Faire rouler des trains ou transporter des voyageurs ?

La notion de robustesse doit s’entendre de façon systémique en préservant l’équilibre entre le service, l’infrastructure (voie, alimentation électrique, signalisation, ouvrages), la configuration des gares, le matériel roulant, les règles et les pratiques d’exploitation. Elle doit aussi être pensée dans la quête de la satisfaction des voyageurs (du moins du plus grand nombre). Or sur ce point, l’exploitation peut être fréquemment mise en accusation, y compris au sein de l’opérateur : en mars 2017, un ex-DRH adjoint du groupe SNCF publiait un ouvrage intitulé Le triangle du manager : pour changer l'entreprise autrement. Le propos était un peu décapant :

« Pour les cheminots, ce qui compte avant tout, c'est de faire rouler les trains. Le fait qu'il y ait des voyageurs à l'intérieur n'est qu'une conséquence, pas un objectif. L'offre précède la demande. Pour dire les choses autrement : la majorité des établissements ont pour objectif la régulation des trains et non le service aux voyageurs. »
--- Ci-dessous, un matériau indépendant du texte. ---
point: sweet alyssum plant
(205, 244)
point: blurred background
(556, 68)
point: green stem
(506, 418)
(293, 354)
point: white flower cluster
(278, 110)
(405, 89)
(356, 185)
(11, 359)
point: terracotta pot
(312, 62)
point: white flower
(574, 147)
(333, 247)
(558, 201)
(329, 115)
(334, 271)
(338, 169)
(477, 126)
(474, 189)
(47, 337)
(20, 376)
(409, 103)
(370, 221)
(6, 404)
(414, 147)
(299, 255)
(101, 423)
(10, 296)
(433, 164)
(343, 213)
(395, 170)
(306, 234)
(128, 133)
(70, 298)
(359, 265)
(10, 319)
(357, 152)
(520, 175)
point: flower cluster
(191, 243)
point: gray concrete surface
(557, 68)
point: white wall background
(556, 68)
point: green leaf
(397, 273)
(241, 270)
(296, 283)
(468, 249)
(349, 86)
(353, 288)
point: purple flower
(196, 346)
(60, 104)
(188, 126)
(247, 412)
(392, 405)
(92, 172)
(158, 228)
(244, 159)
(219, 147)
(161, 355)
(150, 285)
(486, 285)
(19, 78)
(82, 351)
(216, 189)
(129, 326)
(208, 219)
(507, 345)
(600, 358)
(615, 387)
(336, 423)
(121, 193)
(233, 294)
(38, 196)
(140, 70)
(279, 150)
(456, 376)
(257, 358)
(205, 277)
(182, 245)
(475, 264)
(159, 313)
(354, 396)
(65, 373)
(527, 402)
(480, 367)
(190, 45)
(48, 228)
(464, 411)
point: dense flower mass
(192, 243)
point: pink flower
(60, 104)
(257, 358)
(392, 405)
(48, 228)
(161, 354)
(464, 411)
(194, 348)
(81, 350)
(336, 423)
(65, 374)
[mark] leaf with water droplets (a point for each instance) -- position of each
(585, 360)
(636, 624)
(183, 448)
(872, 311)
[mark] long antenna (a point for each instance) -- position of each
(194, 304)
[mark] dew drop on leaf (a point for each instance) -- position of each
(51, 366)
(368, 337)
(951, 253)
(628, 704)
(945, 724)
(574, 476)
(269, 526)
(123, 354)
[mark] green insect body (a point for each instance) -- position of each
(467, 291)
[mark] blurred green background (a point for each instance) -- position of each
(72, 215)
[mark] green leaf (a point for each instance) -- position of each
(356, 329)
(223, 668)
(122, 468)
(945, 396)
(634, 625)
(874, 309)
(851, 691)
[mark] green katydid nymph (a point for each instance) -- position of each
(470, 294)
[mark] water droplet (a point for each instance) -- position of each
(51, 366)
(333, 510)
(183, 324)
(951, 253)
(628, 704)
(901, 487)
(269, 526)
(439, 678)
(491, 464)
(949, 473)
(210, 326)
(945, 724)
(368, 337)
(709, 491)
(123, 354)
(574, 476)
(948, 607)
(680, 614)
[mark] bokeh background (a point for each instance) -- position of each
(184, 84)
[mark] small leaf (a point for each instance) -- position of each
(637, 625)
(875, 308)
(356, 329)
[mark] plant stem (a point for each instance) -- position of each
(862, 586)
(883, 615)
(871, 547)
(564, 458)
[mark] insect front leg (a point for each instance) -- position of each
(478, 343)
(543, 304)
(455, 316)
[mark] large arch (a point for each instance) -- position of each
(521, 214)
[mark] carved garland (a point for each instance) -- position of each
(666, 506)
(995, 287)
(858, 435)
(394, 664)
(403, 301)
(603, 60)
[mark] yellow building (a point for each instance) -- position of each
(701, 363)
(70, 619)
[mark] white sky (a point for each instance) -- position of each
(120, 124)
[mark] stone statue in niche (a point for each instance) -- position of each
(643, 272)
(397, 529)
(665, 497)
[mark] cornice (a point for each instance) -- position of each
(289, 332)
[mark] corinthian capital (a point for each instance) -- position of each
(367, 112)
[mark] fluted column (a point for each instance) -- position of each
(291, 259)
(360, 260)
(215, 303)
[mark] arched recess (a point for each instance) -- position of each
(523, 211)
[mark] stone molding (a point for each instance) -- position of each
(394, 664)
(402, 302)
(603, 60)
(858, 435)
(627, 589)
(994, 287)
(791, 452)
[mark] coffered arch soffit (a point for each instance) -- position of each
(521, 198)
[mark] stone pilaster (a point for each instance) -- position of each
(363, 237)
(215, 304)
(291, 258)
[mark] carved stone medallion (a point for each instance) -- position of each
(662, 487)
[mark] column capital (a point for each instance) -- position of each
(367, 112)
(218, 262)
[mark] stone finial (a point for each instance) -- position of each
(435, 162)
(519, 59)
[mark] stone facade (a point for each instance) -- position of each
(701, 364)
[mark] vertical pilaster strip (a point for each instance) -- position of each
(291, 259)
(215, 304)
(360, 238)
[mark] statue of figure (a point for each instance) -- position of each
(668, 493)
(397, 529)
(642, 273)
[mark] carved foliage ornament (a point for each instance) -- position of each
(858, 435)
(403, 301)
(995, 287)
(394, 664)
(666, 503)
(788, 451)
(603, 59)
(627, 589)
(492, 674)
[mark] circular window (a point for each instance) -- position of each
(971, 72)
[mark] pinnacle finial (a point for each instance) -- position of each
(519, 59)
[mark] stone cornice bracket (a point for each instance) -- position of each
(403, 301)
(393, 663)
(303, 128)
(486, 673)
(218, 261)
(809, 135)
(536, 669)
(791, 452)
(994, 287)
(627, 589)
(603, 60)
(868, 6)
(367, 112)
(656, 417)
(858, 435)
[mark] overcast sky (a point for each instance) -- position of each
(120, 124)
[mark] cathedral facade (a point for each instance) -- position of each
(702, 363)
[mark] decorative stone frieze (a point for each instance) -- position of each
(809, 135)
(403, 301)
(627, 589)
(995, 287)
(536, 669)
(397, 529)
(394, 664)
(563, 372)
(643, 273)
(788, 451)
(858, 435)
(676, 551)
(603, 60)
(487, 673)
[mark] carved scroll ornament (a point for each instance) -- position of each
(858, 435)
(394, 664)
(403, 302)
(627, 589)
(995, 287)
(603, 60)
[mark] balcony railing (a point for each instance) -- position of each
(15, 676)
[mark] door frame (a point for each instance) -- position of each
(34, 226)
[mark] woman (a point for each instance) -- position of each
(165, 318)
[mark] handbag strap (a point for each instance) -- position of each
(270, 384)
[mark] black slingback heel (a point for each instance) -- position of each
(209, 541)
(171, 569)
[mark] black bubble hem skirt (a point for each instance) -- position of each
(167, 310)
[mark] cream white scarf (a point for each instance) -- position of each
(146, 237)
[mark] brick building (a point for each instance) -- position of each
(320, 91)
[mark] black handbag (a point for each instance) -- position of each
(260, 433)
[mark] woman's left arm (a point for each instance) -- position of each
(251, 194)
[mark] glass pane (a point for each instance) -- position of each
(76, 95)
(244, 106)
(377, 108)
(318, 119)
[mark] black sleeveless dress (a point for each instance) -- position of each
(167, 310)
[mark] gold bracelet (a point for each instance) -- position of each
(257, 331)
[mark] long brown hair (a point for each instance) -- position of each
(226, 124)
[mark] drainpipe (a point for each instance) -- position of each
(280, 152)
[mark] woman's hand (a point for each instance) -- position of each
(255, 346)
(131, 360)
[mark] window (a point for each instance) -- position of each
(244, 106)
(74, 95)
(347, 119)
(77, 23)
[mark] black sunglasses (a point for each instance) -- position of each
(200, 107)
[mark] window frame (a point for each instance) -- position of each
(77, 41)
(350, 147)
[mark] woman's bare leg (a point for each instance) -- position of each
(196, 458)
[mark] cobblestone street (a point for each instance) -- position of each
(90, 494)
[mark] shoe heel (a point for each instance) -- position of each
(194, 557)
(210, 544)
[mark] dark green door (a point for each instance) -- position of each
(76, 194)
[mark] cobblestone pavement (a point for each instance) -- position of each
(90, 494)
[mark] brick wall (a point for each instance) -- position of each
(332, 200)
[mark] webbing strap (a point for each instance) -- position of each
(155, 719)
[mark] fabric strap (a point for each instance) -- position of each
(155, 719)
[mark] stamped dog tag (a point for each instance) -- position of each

Une telle radicalité a certainement choqué, mais on ne manquera pas de souligner la répétition d’une « orientation clients absolue », ce qui laisse sous-entendre que ce n’était peut-être pas totalement le cas auparavant ?

Sur le plan technique, la SNCF avait demandé en 2015 à l’Ecole Polytechnique Fédérale de Lausanne de plancher sur la performance de l’exploitation ferroviaire en Ile de France.

Elle est le point de départ de cette série de dossiers de transportparis, que nous élargirons au-delà des seules lignes Transilien pour évoquer aussi la situation des lignes gérées par la RATP.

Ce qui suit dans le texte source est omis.